Lutz, A., Slagter, H. A., Dunne, J. D., and Davidson, R. J. (2008b) published 'Attention regulation and monitoring in meditation' in Trends in Cognitive Sciences, volume 12, pages 163–169, which explores mechanisms of attention regulation and monitoring within the context of meditation.
Tang et al. (2009) reported that short-term meditation alters the interaction between the central and autonomic nervous systems, as published in the Proceedings of the National Academy of Sciences of the United States of America.
Training in Focused Attention (FA), Open Monitoring (OM), and Effortless Presence (EE) styles of meditation is proposed to support a sustainable healthy mind by reducing maladaptive emotions and cognitions (such as lust, greed, anger, hatred, and worry), increasing pro-social dispositions (such as compassion, empathy, and forgiveness), reducing attachments to thoughts and feelings, and removing biases inherent in habitual cognition.
The S-ART framework focuses on two core meditation practices: focused attention (FA), which is a concentrative practice, and open monitoring (OM), which is a receptive practice.
Lutz, A., Dunne, J. D., and Davidson, R. J. (2007) published 'Meditation and the neuroscience of consciousness' in the Cambridge Handbook of Consciousness, pages 499–555, which discusses the intersection of meditation and consciousness research.
Lazar et al. (2005) found that meditation experience is associated with increased cortical thickness, as published in Neuroreport.
The presentation of emotional sounds during meditation is associated with increased pupil diameter and increased activation of the right anterior insular cortex (AIC) compared to rest, according to Lutz et al. (2008a).
Young and Taylor (1998) described meditation as a voluntary hypometabolic state of biological activation in News in Physiological Sciences.
Mindfulness is defined in four ways: (1) A temporary state of non-judgmental, non-reactive, present-centered attention and awareness cultivated during meditation; (2) An enduring trait described as a dispositional pattern of cognition, emotion, or behavioral tendency; (3) A meditation practice; (4) An intervention.
Studies by Kabat-Zinn et al. (1998), Davidson et al. (2003b), Smith (2004), Carlson et al. (2007), and Pace et al. (2010) indicate that meditation improves homeostatic regulation and the effective allocation of inflammatory responses in both novice meditators and individuals with major disease diagnoses.
The progression of meditation practice within the S-ART framework involves the following steps: (1) stabilize the mind and decrease mental proliferation (rumination) by developing a fully absorbed state of concentration on an object like the breath using focused attention (FA); (2) move on to open monitoring (OM) and other advanced receptive practices that have no object of focus and are receptive to all physical and mental phenomena that arise.

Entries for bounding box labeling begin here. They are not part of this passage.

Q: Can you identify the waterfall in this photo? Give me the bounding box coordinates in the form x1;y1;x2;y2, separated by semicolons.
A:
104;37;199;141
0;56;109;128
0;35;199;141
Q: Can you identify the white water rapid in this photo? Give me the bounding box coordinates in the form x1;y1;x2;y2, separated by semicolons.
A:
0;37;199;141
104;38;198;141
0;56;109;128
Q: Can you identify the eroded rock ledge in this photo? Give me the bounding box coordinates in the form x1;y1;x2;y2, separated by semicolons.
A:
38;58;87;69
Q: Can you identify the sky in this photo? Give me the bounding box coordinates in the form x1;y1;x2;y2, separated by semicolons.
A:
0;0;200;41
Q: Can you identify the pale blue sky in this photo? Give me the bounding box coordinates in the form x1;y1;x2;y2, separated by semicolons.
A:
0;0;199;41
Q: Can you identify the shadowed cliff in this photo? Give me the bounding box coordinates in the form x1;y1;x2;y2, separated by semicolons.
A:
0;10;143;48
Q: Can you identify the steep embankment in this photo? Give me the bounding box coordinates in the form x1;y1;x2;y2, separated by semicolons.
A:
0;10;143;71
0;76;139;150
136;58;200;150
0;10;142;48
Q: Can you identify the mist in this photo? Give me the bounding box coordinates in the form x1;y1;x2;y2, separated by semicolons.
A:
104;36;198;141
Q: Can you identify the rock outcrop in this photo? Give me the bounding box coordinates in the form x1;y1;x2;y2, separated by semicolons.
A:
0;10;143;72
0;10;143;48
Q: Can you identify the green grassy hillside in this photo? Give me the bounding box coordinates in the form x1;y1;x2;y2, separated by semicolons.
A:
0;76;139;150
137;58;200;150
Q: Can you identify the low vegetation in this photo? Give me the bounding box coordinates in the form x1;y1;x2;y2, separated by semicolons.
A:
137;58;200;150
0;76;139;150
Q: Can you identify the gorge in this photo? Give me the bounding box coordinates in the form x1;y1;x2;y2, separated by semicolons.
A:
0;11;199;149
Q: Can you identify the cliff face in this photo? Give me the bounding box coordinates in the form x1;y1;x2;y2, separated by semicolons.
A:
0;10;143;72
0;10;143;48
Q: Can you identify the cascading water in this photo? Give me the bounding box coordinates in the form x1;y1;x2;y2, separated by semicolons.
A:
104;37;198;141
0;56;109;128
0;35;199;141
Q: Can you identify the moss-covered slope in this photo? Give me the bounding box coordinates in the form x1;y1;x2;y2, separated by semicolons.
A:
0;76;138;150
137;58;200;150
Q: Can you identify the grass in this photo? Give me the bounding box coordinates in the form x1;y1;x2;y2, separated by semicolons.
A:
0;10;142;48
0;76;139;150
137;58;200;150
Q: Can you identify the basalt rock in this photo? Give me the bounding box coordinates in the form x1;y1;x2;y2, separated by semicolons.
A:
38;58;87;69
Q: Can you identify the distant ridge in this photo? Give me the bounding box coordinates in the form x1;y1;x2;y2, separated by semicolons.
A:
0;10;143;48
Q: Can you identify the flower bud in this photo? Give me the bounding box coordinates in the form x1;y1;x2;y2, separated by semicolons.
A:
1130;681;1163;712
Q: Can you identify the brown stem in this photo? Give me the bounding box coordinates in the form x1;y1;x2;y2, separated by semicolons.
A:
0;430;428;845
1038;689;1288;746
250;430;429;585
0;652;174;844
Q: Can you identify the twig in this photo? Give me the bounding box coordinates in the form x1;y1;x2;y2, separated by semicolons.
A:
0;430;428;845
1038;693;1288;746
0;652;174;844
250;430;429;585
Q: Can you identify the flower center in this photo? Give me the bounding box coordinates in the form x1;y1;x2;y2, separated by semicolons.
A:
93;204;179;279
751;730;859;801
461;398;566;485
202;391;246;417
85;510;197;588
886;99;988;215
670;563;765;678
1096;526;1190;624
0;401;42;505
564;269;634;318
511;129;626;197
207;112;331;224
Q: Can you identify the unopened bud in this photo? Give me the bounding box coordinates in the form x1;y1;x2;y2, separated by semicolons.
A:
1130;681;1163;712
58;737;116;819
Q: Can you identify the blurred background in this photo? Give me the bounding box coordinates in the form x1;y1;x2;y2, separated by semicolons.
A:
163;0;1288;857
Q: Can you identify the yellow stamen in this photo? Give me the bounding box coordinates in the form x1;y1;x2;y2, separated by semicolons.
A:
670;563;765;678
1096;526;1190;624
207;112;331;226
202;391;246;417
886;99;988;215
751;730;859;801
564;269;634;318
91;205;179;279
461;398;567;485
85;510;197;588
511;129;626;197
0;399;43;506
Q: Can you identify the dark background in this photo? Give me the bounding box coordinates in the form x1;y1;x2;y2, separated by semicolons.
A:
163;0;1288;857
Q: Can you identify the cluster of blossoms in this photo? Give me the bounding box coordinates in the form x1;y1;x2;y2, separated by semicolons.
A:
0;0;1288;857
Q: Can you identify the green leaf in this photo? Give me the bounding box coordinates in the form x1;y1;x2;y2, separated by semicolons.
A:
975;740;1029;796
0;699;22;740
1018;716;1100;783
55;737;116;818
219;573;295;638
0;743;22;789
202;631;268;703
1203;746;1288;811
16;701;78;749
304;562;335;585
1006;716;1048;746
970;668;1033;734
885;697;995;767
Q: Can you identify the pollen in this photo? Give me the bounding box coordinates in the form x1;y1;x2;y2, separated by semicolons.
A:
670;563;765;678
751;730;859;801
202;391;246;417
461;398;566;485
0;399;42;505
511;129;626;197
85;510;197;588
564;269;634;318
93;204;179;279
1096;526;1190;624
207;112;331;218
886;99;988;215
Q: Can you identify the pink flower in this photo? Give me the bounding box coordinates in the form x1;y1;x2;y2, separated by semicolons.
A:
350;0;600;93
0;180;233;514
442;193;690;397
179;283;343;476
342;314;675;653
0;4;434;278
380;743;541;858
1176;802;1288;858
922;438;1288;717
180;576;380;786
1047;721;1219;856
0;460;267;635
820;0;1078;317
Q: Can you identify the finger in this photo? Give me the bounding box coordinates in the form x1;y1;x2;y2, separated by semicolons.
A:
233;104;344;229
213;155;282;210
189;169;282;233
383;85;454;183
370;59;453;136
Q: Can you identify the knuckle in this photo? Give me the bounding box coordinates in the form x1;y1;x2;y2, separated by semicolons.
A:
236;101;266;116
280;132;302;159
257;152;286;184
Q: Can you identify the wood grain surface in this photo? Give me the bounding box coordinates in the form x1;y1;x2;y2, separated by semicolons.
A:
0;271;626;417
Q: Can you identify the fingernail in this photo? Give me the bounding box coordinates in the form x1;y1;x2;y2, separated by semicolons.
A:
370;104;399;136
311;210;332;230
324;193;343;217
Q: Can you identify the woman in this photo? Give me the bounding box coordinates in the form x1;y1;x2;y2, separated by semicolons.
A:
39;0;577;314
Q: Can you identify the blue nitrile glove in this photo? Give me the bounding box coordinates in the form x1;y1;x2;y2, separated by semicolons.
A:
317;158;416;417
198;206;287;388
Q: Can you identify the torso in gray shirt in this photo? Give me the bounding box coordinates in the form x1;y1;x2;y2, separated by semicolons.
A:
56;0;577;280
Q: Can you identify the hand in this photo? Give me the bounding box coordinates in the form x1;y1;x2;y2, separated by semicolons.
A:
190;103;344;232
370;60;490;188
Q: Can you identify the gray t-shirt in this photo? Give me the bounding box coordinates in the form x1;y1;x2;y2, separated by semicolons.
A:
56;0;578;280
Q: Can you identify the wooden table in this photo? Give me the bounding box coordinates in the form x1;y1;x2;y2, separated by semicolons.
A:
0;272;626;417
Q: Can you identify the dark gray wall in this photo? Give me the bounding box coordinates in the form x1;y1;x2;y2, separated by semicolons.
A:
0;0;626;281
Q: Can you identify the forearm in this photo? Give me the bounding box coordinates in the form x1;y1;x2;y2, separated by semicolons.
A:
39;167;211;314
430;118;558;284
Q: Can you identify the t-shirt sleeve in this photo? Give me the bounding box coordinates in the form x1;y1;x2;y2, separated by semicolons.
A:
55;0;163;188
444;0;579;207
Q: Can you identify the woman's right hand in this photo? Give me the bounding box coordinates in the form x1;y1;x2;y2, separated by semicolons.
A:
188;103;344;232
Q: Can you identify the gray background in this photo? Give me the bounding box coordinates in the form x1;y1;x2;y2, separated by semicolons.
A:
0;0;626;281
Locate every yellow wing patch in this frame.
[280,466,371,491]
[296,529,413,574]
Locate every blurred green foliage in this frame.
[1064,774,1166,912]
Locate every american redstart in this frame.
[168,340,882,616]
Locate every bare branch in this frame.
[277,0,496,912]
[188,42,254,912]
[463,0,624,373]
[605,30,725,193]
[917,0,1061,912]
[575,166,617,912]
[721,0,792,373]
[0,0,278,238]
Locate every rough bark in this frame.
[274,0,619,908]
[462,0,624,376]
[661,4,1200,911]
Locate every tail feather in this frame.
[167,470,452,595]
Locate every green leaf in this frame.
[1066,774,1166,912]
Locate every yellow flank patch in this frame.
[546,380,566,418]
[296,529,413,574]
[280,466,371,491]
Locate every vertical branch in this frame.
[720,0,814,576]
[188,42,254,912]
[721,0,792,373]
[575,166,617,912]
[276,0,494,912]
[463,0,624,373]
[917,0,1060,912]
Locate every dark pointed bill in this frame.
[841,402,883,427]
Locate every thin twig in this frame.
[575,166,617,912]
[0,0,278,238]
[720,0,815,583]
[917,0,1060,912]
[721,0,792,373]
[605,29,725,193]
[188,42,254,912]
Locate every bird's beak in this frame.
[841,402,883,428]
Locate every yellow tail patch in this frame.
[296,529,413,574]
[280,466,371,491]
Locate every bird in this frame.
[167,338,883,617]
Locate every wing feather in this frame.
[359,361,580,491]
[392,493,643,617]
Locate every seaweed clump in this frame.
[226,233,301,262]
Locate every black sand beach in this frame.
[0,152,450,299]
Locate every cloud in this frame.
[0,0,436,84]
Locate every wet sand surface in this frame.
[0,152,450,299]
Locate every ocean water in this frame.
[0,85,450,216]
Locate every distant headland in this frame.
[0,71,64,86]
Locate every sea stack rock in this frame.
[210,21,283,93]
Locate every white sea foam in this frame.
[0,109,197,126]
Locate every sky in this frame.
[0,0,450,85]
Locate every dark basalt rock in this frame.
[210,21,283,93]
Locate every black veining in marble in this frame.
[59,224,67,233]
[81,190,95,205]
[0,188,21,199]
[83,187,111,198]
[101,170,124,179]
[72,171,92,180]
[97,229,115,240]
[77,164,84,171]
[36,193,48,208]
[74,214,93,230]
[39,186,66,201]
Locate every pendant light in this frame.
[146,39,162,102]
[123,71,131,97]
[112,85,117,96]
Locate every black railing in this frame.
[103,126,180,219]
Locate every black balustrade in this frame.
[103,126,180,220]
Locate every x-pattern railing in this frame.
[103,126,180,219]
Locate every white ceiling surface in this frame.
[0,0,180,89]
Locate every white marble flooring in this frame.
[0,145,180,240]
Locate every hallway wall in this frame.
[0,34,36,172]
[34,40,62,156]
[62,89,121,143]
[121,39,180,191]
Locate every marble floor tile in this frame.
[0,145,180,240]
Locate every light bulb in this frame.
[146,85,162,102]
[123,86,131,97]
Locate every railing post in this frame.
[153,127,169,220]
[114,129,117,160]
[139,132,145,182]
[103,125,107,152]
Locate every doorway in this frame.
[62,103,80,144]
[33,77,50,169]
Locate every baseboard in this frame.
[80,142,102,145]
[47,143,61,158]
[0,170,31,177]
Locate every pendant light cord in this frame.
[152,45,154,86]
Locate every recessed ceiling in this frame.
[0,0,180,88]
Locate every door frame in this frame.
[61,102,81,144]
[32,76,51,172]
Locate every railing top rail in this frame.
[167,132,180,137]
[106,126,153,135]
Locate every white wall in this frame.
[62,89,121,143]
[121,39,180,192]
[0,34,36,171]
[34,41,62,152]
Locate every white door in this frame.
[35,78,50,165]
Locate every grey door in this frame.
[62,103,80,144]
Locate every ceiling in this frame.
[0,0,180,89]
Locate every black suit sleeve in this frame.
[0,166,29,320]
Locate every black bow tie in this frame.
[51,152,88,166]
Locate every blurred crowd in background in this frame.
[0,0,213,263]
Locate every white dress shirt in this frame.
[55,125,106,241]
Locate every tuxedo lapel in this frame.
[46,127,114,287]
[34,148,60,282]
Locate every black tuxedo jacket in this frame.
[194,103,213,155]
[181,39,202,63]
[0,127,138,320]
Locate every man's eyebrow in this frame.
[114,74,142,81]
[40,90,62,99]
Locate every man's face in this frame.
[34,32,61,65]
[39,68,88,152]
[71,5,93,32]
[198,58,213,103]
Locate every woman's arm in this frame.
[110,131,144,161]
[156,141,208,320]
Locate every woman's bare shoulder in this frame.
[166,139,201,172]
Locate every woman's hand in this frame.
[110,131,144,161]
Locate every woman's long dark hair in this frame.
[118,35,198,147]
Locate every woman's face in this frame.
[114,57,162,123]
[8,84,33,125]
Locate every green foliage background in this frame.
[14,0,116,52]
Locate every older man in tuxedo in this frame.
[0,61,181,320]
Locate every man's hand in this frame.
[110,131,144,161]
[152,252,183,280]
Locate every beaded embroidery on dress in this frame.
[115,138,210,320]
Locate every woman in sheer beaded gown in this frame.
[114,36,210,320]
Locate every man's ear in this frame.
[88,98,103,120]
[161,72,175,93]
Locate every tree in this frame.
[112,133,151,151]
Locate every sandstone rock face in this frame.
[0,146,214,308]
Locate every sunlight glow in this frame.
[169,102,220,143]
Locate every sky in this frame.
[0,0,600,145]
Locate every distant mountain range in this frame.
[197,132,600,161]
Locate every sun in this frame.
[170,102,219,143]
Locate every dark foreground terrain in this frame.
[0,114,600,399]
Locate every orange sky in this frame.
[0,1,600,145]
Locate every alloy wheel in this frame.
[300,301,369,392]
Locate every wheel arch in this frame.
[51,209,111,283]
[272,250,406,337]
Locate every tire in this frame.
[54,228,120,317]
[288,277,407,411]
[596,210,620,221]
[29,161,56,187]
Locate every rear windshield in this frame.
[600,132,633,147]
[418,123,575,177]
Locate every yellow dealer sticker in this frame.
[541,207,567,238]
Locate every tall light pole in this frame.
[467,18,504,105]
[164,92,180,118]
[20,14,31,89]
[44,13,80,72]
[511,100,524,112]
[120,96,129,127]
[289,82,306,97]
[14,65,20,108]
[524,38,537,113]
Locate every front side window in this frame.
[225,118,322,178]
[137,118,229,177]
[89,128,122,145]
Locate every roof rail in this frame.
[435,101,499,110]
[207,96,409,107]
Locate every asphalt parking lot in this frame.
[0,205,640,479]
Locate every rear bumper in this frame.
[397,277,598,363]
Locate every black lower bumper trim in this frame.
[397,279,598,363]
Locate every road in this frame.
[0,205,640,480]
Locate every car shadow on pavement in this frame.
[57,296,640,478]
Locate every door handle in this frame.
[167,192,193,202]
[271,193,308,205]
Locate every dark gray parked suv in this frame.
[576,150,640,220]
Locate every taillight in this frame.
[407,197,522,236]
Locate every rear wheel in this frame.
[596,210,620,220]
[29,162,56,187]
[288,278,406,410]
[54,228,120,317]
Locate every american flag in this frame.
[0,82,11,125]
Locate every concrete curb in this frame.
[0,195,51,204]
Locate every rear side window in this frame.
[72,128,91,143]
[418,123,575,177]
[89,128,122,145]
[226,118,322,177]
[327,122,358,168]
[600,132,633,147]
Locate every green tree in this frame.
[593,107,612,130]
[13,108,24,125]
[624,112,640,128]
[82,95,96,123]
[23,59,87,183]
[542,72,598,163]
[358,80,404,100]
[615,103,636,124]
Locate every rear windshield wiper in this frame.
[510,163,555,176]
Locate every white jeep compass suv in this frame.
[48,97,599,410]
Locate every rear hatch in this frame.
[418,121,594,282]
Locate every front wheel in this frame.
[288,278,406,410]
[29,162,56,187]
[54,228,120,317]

Josipovic, Dinstein, Weber, and Heeger (2011) studied the influence of meditation on anti-correlated networks in the brain.
The authors of the S-ART framework assert that the common practice of 'cherry picking' aspects of meditation practices to include in clinical interventions or education curricula and labeling them 'mindfulness' poses conceptual dangers for scientific investigation if the term is not qualified in its specific context.
Raffone and Srinivasan (2010) explored the role of meditation within the neuroscience of attention and consciousness in their paper 'The exploration of meditation in the neuroscience of attention and consciousness'.
Electromyography studies by Austin (2006) have revealed that meditators maintain muscle relaxation despite maintaining an upright, unsupported posture during meditation.
There is a lack of strong evidence supporting the claim that meditation practitioners have enhanced awareness of body sensations, despite many practitioners reporting such enhancement, as noted by Nielsen and Kaszniak (2006) and Khalsa et al. (2008).
Mindfulness is defined as a state, trait, process, type of meditation, and intervention that has proven beneficial for psychological disorders and general stress reduction.